Don't forget to read Parts I and II of Akadot's interview with Fred Ladd.
If Osamu Tezuka is the God of Comics, fathering the popularity of comics in Japan and creating the first animated television series in Japan based on his creation, Testuwan Atom, then Fred Ladd is its favorite uncle, rearing the child in a foreign environment, America.
Akadot continues its interview as Ladd realizes how anime has grown in America and its children, not simply as an entertainment medium, but as a child.
Many of the folks that worked on Astro Boy, including you, have become enshrined by millions of fans. Did you ever think that something like that could happen when you first started working on the Astro Boy project?
FL: No. The last year and a half has come as a great surprise to me and I'm looking through new eyes now.
I'll do a [charity] show on the origins of stuff if the money is going to a good cause. Out here at UCLA, the University of California, Los Angeles, they have a world famous film and television archive. A couple of years ago they kicked off a weeklong event showing Japanese animation. I was the kick-off event. It was an evening of Astro Boy, Kimba, and Gigantor.
This was the first show I had done of this kind. I had spoken to a few fans here and there, but this was under the auspices of the world famous repository and restorer . . . when you hear that the American Film Institute supports restoration, what they do is they take funds from grants that they get and give them to UCLA which does the actual restoring of pictures.
I'm also a member of the Television Academy out here. So the Academy, the Film Institute, and the archives and restorers at UCLA came to me and said, "You're a member of the Academy and we'd like you to help us put this on." When they put it that way you can't say no. You don't say no to the Academy. As a member of the Academy you're expected to "do" for the Academy.

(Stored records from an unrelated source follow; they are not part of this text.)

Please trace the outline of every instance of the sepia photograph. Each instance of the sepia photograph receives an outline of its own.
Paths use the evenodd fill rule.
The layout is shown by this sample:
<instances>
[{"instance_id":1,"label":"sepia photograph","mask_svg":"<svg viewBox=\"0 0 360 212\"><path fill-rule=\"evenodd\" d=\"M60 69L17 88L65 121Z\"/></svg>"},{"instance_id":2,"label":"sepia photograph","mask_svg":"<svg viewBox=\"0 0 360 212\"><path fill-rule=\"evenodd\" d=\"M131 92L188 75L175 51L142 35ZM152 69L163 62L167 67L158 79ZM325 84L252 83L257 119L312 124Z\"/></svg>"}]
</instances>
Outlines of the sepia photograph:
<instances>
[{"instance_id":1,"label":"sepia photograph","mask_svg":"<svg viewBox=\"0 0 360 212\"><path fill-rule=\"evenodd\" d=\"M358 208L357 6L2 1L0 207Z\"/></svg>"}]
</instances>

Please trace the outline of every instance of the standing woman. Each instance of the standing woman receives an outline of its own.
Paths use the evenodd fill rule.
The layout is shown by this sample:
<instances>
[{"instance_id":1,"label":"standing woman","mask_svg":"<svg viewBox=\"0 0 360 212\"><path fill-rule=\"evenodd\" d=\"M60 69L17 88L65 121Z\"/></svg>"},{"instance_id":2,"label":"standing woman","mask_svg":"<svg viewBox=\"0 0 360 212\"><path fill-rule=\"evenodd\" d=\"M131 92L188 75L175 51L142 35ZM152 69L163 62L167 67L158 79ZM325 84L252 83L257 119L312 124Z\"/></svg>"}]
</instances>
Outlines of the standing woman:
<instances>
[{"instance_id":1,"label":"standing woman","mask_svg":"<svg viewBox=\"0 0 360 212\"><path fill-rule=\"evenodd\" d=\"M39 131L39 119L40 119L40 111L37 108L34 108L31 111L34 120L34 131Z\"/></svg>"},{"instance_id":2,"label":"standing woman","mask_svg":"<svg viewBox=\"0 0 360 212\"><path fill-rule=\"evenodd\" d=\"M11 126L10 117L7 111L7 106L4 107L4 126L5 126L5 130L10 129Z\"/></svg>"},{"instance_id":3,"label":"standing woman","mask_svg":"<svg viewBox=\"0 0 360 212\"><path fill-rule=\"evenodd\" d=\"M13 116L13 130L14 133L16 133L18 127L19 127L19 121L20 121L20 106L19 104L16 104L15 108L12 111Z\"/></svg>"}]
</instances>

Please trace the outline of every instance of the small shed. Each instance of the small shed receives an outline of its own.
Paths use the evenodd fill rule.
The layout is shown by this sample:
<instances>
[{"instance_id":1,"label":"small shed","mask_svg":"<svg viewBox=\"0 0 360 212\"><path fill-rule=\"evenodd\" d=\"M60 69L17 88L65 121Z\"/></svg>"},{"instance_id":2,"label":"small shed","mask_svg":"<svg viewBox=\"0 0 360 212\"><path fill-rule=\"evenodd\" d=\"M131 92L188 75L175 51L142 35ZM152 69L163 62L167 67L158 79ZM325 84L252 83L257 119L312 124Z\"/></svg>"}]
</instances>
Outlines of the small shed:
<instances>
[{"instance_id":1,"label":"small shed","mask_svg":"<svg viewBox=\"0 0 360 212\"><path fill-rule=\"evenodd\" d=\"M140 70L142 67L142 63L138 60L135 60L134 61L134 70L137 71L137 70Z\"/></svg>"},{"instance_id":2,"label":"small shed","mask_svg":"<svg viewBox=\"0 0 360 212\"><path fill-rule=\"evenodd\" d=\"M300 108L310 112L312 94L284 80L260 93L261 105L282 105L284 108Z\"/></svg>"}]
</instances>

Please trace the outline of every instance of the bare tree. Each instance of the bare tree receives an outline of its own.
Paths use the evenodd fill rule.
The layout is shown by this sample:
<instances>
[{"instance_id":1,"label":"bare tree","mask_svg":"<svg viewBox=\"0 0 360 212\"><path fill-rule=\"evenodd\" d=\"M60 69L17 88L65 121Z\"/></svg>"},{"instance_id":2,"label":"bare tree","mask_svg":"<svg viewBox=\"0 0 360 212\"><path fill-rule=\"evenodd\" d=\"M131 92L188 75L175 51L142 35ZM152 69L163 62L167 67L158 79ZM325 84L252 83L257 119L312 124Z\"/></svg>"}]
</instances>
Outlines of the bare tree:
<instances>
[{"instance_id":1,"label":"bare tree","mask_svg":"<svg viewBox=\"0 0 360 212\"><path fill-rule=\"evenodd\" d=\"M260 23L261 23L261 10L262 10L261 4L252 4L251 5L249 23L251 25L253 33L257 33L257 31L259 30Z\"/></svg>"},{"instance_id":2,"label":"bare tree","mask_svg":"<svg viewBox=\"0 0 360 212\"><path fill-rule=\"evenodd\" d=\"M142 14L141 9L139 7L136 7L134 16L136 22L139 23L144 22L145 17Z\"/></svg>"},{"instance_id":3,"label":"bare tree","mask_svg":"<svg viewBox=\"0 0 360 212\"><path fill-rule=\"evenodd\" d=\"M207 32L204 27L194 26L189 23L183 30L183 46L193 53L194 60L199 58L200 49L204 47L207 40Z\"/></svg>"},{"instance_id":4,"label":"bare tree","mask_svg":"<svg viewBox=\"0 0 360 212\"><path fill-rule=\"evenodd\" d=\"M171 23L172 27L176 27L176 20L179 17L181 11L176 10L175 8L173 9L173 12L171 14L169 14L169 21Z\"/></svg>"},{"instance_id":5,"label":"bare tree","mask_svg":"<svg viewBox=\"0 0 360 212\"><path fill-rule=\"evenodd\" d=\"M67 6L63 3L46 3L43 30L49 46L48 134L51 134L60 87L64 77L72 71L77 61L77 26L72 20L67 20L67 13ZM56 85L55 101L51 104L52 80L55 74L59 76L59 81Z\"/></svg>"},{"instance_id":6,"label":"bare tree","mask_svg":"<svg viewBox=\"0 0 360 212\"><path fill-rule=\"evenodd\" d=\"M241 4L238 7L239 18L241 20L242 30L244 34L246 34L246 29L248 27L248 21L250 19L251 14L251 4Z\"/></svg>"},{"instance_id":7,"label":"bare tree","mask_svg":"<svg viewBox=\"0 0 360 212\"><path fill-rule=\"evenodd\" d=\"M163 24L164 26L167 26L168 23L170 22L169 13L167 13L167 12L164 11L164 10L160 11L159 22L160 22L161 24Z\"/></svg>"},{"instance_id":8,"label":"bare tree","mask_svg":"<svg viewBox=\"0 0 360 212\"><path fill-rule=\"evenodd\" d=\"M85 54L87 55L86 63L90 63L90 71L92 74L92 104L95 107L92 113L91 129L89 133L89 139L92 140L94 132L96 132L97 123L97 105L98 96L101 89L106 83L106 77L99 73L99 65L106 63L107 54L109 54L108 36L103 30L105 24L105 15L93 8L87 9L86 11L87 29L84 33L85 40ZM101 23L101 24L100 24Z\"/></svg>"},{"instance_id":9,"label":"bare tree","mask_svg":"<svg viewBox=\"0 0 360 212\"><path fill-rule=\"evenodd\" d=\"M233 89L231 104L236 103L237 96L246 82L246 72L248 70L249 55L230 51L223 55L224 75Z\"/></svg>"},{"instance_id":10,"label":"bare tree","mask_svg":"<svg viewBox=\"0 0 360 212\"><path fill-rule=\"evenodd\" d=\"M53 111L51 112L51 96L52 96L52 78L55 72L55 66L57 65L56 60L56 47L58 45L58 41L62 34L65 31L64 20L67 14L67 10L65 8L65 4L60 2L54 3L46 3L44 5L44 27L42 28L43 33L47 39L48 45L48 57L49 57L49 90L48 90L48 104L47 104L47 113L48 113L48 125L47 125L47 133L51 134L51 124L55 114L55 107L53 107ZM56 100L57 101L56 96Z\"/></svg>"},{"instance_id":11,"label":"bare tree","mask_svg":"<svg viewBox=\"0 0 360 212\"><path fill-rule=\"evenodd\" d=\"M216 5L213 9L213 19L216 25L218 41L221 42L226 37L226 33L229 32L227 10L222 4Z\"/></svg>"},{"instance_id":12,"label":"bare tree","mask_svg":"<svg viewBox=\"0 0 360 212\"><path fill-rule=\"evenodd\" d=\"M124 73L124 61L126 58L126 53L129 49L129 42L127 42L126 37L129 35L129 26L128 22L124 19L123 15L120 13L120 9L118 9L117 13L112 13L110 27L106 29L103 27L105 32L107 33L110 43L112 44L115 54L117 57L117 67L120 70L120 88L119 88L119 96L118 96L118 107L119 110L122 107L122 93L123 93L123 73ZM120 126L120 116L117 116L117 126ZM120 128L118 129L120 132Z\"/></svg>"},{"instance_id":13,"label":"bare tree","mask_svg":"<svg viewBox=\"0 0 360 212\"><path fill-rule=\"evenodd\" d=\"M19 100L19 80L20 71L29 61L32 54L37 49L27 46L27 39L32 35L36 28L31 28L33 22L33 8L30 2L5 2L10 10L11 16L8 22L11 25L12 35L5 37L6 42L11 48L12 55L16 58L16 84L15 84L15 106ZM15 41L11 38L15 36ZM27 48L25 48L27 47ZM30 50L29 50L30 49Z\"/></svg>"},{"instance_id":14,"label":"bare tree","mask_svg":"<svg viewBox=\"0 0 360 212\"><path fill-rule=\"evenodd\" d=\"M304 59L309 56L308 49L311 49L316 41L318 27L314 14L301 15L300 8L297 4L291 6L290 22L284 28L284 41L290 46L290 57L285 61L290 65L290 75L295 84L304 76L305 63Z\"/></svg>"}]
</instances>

I kicked off this event for them and it was the first time I had done this kind of thing. I didn't know much about it at the time. I said, okay, I'll kick off this event and maybe a couple handfuls of people will show up because I thought that anime was still a "sub-culture." I thought there would just be a few kooks that would show. The Japanese have a word, otaku. I thought you'd get a few otaku in here maybe a couple of others.
I was a little bit surprised by the turnout. Then within months I realized there's a circuit of these people. I got a call from the Mill Valley International Film Festival just outside of San Francisco so I agreed to kick off their event because they do restoration work too.
I went up there with my wife and here's this big lovely old theater they had restored and there I am up on the marquee with my name spelled right and then the shows are listed after that, Astro Boy, Gigantor, and Kimba. The thing kicked off on a Friday night so I was looking for the kids and I said, how many kids do you expect to have? It's starting seven-o' clock, it's too late for the kids. They said, "Well, just come in and you'll see."